What Happens When AI Decides Your Career
Inside the algorithms quietly sorting, ranking, and rejecting job candidates.

Has this ever happened to you? You spend three hours tailoring your resume to a job posting. You rewrite the summary, swap out verbs, match the exact keywords from the description. You hit submit and feel cautiously optimistic. Then, twelve minutes later, an automated email lands in your inbox telling you you're not the right fit. No feedback. No human who ever looked at your name. Just a polite, algorithm-generated rejection with a corporate logo at the top.
If it hasn't happened to you yet, it probably will. Because AI is now deeply embedded in how companies find, screen, and hire people, and most of us are only just starting to realise it. Research suggests that more than 75 percent of large companies now use some form of AI or automated applicant tracking system in their hiring process. These tools scan thousands of resumes in seconds, rank candidates based on keyword matching, flag or filter profiles before a human ever sees them, and in some cases conduct and score initial video interviews using facial analysis and tone detection.
And honestly, I get the efficiency argument. Hiring at scale is brutal. When a single job posting gets 5,000 applications, someone or something has to do the sorting. AI can process that volume without burning out a recruiter and without the inconsistencies that come with humans having good days and bad days. In theory, it levels the playing field. In practice, it is a lot more complicated than that.
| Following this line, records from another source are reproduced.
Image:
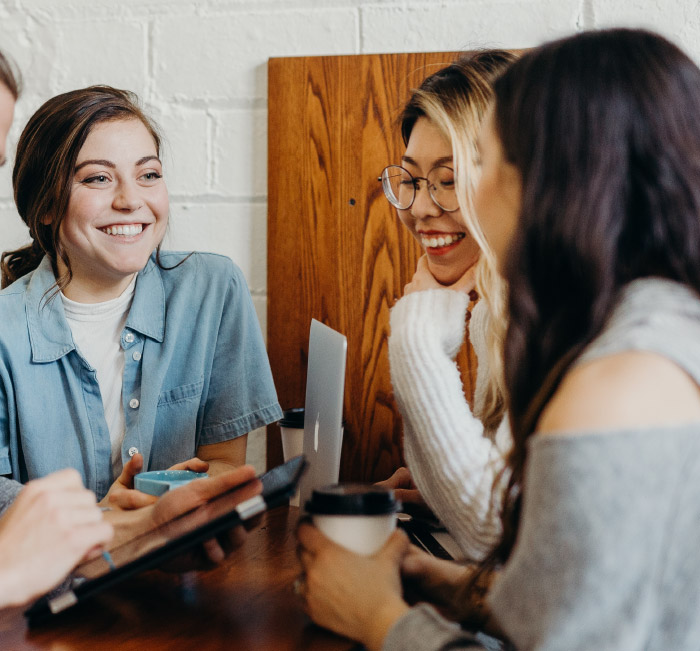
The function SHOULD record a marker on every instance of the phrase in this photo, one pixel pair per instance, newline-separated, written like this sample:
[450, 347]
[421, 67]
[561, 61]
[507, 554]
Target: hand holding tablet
[178, 525]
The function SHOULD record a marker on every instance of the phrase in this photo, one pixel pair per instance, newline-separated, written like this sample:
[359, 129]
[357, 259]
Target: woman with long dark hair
[590, 199]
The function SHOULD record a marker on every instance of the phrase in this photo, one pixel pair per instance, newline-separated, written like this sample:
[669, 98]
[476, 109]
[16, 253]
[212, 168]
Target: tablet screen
[172, 538]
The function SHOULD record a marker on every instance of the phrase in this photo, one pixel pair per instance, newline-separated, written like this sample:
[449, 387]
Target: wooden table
[246, 603]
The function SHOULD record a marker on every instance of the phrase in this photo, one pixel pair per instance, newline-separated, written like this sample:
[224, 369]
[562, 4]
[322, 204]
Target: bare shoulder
[627, 390]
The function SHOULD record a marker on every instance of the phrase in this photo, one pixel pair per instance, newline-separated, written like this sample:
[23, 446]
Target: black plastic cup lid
[292, 418]
[352, 499]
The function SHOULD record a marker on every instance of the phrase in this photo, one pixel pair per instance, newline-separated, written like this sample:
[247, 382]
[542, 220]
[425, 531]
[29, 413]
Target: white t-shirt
[97, 330]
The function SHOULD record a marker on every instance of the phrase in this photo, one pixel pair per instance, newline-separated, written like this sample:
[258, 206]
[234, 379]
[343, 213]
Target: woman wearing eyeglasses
[454, 454]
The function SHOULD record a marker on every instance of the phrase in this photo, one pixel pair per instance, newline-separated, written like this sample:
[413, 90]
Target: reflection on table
[246, 603]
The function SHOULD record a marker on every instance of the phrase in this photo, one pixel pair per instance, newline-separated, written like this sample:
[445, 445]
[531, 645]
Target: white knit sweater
[452, 458]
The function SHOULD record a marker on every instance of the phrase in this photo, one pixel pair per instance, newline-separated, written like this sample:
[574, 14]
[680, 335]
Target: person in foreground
[453, 453]
[118, 356]
[52, 524]
[591, 167]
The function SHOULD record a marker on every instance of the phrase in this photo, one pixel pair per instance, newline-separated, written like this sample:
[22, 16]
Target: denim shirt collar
[49, 332]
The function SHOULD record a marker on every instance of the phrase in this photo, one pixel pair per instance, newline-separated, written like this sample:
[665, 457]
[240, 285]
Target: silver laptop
[323, 410]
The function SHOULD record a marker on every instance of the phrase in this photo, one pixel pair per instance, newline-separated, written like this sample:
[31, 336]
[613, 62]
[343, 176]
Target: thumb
[396, 547]
[131, 469]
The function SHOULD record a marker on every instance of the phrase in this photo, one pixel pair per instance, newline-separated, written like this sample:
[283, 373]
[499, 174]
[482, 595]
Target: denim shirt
[196, 372]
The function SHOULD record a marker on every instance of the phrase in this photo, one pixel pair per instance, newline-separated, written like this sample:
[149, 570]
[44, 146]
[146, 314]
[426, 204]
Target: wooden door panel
[336, 250]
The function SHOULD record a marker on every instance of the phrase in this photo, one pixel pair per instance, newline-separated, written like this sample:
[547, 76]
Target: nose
[423, 205]
[127, 198]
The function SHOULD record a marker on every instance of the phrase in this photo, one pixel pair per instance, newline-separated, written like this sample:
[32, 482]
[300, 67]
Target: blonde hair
[455, 100]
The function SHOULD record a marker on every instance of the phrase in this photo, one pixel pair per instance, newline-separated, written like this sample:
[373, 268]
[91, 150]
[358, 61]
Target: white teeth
[126, 229]
[442, 240]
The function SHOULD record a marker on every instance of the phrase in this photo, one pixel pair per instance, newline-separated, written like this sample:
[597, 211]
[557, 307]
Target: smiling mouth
[434, 241]
[128, 230]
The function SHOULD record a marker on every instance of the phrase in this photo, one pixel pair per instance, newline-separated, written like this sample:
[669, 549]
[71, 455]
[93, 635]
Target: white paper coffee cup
[292, 434]
[360, 517]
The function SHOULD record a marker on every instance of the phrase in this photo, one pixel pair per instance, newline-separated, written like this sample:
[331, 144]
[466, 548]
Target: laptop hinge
[63, 601]
[251, 507]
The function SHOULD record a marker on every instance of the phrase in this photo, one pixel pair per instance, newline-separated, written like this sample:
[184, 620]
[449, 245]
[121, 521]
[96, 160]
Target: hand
[434, 579]
[423, 279]
[53, 524]
[123, 495]
[402, 484]
[199, 492]
[405, 490]
[356, 596]
[131, 524]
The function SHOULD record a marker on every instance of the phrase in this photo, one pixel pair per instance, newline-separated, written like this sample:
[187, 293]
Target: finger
[132, 468]
[213, 486]
[395, 547]
[129, 499]
[195, 464]
[93, 537]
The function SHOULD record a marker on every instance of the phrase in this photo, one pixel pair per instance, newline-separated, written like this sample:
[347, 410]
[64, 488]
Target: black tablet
[170, 539]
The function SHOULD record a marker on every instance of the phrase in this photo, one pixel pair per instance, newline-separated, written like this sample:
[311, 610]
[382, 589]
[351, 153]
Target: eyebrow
[110, 164]
[436, 163]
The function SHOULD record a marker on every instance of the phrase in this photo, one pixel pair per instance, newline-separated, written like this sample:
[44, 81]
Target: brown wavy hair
[44, 166]
[603, 129]
[455, 99]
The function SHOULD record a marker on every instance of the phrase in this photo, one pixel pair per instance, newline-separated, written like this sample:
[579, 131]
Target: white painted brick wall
[200, 67]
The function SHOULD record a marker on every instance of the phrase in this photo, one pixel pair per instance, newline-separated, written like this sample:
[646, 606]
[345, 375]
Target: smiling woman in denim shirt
[116, 356]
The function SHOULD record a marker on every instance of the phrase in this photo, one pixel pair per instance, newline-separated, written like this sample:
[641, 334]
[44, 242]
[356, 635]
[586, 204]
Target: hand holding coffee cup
[360, 517]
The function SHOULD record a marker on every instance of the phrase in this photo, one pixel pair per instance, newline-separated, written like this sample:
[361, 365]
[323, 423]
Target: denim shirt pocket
[184, 393]
[175, 434]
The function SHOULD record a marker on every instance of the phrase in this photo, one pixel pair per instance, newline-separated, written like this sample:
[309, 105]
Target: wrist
[12, 588]
[383, 622]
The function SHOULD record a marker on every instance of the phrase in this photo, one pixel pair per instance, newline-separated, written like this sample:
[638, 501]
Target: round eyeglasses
[400, 187]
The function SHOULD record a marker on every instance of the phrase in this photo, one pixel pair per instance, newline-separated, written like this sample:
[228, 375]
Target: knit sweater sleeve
[422, 629]
[452, 460]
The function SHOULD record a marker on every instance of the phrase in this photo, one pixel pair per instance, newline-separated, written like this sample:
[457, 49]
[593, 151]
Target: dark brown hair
[9, 76]
[44, 166]
[603, 128]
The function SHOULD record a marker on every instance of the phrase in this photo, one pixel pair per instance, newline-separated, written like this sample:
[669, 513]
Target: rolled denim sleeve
[241, 394]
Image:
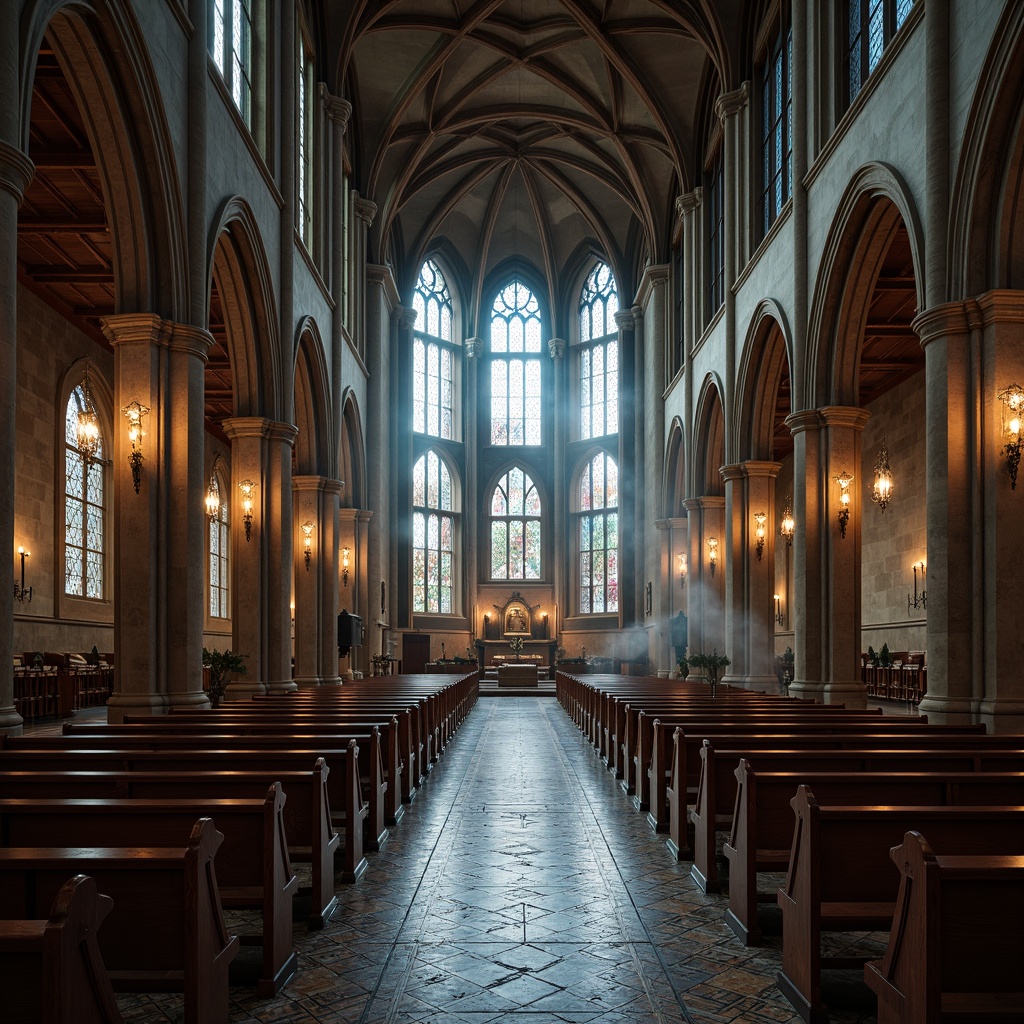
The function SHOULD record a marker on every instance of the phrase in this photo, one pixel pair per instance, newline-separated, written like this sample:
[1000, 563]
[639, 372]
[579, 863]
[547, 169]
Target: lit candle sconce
[920, 600]
[247, 487]
[20, 593]
[1013, 410]
[133, 413]
[760, 518]
[307, 542]
[844, 480]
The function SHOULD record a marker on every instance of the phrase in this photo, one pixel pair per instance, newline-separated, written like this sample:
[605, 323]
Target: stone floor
[521, 887]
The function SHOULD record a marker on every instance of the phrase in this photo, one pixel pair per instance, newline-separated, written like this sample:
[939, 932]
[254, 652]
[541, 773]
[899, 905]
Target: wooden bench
[164, 931]
[762, 820]
[841, 878]
[51, 971]
[956, 946]
[253, 866]
[308, 823]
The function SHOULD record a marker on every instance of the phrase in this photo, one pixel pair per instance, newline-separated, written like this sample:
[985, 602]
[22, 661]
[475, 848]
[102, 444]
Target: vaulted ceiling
[527, 129]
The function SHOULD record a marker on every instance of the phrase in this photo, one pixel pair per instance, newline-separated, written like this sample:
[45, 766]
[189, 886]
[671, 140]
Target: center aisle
[521, 887]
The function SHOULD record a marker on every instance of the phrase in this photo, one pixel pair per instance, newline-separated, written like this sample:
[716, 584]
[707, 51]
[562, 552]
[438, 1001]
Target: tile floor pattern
[522, 888]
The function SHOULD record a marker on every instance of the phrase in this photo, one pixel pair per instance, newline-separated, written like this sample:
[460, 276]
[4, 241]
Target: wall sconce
[760, 518]
[307, 542]
[920, 600]
[20, 594]
[1013, 408]
[844, 480]
[247, 487]
[787, 525]
[87, 429]
[134, 413]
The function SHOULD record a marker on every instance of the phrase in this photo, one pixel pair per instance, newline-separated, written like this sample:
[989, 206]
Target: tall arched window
[515, 527]
[433, 355]
[598, 354]
[85, 508]
[219, 534]
[433, 536]
[515, 367]
[598, 536]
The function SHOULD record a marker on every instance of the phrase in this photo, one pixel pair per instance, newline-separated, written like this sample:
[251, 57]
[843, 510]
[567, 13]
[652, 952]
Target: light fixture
[920, 599]
[213, 492]
[1013, 409]
[882, 492]
[844, 480]
[247, 487]
[760, 518]
[788, 525]
[87, 430]
[20, 593]
[307, 541]
[134, 413]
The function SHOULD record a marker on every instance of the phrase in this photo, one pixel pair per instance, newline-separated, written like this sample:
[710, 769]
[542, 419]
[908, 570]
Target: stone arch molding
[761, 369]
[237, 254]
[875, 202]
[102, 51]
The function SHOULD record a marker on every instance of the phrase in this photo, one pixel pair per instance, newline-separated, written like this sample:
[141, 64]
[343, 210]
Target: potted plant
[709, 665]
[222, 665]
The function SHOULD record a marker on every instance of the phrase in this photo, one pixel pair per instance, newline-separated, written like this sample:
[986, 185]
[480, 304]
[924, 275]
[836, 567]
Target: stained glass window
[433, 536]
[433, 355]
[515, 368]
[85, 509]
[597, 535]
[598, 354]
[515, 527]
[219, 554]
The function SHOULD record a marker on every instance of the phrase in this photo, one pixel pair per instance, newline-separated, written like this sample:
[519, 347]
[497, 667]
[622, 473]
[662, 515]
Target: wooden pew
[164, 931]
[253, 866]
[955, 946]
[762, 821]
[308, 824]
[51, 971]
[841, 878]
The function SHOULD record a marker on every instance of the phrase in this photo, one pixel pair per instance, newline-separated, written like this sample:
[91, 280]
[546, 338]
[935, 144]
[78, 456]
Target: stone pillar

Here is where the benefits start to feel more real. When AI is trained on genuinely diverse, fair data, it can outperform humans on certain consistency metrics. It doesn't get excited about a candidate who went to the same school as the hiring manager. It doesn't unconsciously favour names that sound familiar. Studies have shown that structured, criteria-based hiring tends to produce better long-term employee performance than gut-feel interviews, and AI can enforce that structure at scale.
AI also gives smaller companies access to tools that only large enterprises used to have. A 30-person startup can now use intelligent resume screening without building a whole HR department. Scheduling software powered by AI means candidates get faster responses and fewer of those weeks-long silences that make job hunting feel so demoralising. For candidates, faster processes are genuinely better.
There is also something worth saying about the data. AI hiring tools can track which candidate attributes actually correlate with long-term success at a company, not just who seemed impressive in a 30-minute conversation. If the data is good and the model is well-designed, the output could genuinely be better than what experienced human recruiters consistently produce.

But then you look at what can go wrong, and the problems are serious. AI hiring systems learn from historical data. And historical data reflects historical hiring decisions, which in many industries reflect decades of systemic bias. Amazon famously scrapped an AI recruiting tool in 2018 after discovering it had learned to penalise resumes that included the word 'women's,' as in 'women's chess club,' because most of the successful hires in the training data were men. The model didn't intend to discriminate. It just learned from a biased world and reproduced that bias at scale.
The keyword-matching problem is another one that quietly disadvantages huge numbers of qualified candidates. If your resume doesn't contain the exact phrasing the AI is scanning for, you disappear, even if you have the exact experience the role requires. This disproportionately affects people who are career changers, self-taught, or who learned skills through nontraditional paths. It also creates a strange arms race where candidates learn to game the system by stuffing resumes with keywords, which means the AI is increasingly selecting for people who are good at optimising for AI, not necessarily good at the job.
And then there is the video interview scoring. Some platforms analyse candidate responses for things like word choice, speaking pace, eye contact, and micro-expressions. The research on this is weak at best, and the equity concerns are significant. These systems have shown lower accuracy for people with accents, for people with certain disabilities, and for people who are simply not comfortable performing in front of a camera. That is not efficiency. It is just bias with a more sophisticated wrapper.

The deeper issue is accountability. When a human recruiter makes a bad call, you can at least ask why. When an algorithm rejects you, the reasoning is often opaque, even to the company using it. Some jurisdictions are starting to push back on this, with laws requiring algorithmic transparency or human review of AI-driven hiring decisions. New York City passed legislation in 2023 requiring employers to audit AI hiring tools for bias. More regulation is coming, slowly, and it probably needs to come faster.
What I think we actually need is a clear-eyed view of what AI is good at in hiring and what it is not. Sorting thousands of resumes based on objective criteria? Sure, that's a reasonable use. Scoring the emotional authenticity of someone's voice during a job interview? That feels like a step too far. AI should be handling the genuinely mechanical parts of recruiting, not making character judgments about people's potential based on data proxies that have never been rigorously validated.
The goal, at least the goal worth working toward, is a hiring process that is faster and fairer, not just faster. That means using AI to reduce the grunt work while keeping humans in the loop for anything that requires nuanced judgment. It means auditing these systems regularly and being honest when they produce unfair outcomes. And it means remembering that behind every resume is a person who wants a chance to show what they can actually do. No algorithm, no matter how sophisticated, should get to be the last word on that.